An animal killed by one hunter in a few hours, and cooked by a group of them in a few more, could feed the entire tribe – and perhaps a neighboring tribe – for days. When one person or tribe was not so lucky one day, he/they could count on another to feed him/them and vice versa. Without stored food to fight over, gatherer-hunters shared everything for mutual assurance of survival.
“The lives of at least the surviving hunter-gatherers aren’t nasty and brutish, even though farmers have pushed them into some of the world’s worst real estate,” Diamond said. So we can assume, the lives of prehistoric hunter-gatherers – before they had to compete with ever-expanding agriculturalists for land and resources – were not nasty and brutish either.

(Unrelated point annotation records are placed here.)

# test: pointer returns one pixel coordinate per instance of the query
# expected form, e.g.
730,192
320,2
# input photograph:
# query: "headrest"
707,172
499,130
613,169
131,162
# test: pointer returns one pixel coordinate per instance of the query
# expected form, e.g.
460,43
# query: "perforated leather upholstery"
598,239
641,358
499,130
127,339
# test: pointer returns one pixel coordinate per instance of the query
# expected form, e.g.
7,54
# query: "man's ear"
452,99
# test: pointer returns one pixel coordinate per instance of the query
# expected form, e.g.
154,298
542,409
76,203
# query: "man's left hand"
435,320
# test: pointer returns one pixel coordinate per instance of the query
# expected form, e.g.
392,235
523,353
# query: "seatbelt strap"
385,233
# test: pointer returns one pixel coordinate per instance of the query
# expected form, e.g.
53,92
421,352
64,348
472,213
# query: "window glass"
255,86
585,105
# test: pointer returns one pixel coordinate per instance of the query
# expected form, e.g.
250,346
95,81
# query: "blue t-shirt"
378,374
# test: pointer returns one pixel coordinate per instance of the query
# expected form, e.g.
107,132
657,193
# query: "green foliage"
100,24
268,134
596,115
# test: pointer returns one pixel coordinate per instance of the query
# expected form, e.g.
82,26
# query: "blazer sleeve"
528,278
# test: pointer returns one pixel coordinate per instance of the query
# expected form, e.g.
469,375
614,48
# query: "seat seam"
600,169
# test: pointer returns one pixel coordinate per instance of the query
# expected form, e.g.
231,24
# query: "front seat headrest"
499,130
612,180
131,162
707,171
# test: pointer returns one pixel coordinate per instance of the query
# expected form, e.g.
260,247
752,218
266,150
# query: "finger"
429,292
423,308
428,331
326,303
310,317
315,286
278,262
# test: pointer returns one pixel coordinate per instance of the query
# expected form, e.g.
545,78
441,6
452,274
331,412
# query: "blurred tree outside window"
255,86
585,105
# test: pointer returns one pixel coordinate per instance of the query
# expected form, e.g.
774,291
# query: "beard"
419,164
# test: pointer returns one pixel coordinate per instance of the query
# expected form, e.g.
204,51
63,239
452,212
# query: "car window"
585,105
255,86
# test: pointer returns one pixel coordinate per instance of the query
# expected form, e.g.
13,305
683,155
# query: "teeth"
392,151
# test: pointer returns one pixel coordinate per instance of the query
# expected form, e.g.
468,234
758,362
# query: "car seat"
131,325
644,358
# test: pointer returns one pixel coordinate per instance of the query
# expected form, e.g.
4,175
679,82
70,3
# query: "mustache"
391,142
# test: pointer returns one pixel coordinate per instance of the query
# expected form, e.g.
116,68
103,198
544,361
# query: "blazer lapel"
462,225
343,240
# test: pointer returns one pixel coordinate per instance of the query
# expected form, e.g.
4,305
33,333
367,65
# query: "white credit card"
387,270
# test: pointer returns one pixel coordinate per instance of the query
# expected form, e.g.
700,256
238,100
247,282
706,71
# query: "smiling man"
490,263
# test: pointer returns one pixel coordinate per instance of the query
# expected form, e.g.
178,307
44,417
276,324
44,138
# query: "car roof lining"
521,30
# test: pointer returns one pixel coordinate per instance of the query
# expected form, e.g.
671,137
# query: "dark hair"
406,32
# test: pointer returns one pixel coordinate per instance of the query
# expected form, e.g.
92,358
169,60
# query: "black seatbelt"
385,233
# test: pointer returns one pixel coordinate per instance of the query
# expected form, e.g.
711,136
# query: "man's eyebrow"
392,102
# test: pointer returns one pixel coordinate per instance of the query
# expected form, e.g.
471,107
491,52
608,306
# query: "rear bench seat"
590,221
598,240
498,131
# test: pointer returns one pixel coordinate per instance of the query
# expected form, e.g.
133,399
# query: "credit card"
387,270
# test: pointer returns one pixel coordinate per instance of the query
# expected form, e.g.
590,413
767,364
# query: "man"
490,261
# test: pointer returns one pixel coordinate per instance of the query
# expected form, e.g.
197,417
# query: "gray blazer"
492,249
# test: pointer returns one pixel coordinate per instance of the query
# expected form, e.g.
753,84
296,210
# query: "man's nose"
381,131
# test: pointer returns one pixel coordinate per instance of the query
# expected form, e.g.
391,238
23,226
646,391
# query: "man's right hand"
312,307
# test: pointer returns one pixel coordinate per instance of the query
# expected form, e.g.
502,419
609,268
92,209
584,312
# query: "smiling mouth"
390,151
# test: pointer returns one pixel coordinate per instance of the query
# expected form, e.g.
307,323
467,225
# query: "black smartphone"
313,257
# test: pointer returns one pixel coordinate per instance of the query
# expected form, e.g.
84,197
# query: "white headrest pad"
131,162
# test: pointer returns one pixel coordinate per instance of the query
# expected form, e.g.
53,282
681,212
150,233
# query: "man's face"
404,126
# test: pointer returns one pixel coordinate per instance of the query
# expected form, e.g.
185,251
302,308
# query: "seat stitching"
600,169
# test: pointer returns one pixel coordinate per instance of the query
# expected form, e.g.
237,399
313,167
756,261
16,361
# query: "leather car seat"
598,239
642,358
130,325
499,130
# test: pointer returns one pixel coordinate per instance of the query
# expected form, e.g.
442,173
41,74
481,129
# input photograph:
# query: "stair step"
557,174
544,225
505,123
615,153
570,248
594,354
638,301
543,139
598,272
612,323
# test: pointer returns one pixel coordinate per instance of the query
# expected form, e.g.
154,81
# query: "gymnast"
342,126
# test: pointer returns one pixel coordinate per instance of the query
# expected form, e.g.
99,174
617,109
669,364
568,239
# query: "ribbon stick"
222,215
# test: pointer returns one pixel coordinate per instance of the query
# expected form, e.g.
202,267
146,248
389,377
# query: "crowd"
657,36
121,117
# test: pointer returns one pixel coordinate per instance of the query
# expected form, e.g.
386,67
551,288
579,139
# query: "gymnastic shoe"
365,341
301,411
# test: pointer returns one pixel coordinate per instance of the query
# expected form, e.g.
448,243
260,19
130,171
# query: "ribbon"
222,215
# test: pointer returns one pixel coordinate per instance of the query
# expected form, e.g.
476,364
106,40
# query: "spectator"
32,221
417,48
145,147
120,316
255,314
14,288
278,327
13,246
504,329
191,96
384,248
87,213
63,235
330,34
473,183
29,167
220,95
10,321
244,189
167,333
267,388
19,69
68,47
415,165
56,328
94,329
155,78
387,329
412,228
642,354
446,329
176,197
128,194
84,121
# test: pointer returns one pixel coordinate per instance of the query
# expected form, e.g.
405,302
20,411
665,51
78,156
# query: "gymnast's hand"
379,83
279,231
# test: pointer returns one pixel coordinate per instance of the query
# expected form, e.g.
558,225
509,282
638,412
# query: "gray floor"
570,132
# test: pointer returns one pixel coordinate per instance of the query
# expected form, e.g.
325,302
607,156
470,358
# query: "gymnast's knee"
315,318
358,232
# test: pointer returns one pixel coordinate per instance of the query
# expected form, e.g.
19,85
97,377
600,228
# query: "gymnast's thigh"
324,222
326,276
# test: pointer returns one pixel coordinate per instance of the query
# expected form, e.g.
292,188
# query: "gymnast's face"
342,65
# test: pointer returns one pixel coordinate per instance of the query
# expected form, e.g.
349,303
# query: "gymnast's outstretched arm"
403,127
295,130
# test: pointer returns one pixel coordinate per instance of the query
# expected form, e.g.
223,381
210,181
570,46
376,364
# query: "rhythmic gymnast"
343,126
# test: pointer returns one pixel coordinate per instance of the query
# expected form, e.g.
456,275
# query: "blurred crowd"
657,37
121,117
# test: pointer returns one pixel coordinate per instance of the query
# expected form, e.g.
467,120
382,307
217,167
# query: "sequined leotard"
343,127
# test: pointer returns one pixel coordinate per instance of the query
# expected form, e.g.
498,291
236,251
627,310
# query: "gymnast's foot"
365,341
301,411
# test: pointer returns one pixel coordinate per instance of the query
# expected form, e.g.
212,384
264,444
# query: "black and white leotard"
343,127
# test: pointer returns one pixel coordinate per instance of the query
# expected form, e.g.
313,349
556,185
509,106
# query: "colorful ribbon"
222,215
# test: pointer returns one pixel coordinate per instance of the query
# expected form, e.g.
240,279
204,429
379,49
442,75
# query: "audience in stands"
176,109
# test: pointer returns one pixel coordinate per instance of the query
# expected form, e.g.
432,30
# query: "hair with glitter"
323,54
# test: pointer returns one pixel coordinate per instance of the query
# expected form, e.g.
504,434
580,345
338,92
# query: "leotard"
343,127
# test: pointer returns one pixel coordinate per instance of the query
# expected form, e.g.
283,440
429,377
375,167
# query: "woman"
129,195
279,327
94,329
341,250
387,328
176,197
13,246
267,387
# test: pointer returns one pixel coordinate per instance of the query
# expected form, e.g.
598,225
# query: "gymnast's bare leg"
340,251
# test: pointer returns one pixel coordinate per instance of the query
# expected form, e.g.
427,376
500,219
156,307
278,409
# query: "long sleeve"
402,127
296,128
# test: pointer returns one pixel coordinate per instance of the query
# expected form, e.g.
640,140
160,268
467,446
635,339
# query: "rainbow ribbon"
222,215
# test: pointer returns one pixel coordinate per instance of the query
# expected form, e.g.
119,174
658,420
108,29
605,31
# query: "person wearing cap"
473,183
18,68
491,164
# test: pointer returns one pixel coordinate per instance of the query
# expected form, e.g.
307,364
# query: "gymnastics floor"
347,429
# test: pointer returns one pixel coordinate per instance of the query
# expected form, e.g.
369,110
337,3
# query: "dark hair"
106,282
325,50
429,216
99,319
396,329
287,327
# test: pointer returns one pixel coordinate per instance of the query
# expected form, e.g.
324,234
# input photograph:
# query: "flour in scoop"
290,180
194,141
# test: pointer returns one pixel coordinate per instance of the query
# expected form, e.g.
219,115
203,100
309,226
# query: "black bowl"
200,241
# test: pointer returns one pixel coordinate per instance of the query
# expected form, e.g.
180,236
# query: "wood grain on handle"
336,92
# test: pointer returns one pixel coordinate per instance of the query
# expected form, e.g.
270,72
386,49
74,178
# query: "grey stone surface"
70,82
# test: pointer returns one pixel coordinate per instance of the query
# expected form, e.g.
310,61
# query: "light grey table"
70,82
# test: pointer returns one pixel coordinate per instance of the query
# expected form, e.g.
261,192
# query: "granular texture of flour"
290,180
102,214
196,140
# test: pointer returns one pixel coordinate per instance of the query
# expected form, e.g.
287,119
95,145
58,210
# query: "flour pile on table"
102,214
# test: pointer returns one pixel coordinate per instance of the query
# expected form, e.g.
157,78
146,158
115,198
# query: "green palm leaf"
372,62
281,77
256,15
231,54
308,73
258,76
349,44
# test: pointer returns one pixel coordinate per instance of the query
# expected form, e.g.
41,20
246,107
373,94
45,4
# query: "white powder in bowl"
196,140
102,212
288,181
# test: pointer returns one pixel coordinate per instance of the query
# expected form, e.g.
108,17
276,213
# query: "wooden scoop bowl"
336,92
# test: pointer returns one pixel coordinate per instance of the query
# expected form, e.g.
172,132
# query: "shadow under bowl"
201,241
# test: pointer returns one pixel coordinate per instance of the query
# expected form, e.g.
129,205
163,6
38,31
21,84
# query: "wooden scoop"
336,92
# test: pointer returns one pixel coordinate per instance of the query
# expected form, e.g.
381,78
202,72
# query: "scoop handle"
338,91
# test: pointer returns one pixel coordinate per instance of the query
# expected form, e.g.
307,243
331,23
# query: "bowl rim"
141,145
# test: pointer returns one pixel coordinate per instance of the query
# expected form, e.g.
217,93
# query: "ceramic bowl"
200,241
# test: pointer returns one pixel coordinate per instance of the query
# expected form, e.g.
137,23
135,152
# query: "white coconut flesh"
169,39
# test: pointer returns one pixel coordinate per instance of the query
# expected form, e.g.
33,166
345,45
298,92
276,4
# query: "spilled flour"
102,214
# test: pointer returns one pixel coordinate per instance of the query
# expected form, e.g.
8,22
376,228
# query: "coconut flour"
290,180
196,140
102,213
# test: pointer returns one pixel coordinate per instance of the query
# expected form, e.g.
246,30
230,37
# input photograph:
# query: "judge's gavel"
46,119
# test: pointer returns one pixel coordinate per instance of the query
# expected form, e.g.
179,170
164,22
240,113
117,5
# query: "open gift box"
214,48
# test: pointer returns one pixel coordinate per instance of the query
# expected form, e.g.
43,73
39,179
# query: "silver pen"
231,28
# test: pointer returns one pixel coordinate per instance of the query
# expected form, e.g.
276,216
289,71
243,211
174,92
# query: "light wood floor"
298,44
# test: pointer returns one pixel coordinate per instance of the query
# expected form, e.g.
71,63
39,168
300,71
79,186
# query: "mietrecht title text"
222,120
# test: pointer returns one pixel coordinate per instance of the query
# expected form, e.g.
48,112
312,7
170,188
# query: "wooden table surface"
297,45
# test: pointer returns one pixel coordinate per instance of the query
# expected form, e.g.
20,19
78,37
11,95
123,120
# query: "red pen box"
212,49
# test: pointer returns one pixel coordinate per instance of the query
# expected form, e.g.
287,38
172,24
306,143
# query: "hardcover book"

“Archaeologists studying the rise of farming have reconstructed a crucial stage at which we made the worst mistake in human history,” Diamond said. “Forced to choose between limiting population or trying to increase food production, we chose the latter and ended up with starvation, warfare, and tyranny.”
Many of the gatherer-hunters who did choose to keep their populations in check to avoid the toil of agriculture, have been forced into the lifestyle over the last 10,000 years, because agriculture encourages population growth, which encourages expansion into new territories. So farmers out-bred gatherer-hunters and killed off those who wouldn’t convert, because, as Diamond said, “a hundred malnourished farmers can still outfight one healthy hunter.”
For at least 2 million years, the human species thrived without agriculture. The lifestyle of gather-hunters was so sustainable, it’s conceivable they could’ve gone on living in harmony and balance with all non-human life on the planet until the death of our nearest star, speculates Daniel Quinn, author of Ishmael. But our 10,000-year-long experiment with agriculture has set us so far back into poor health, slavery and environmental degradation, it is unclear whether we can ever recover.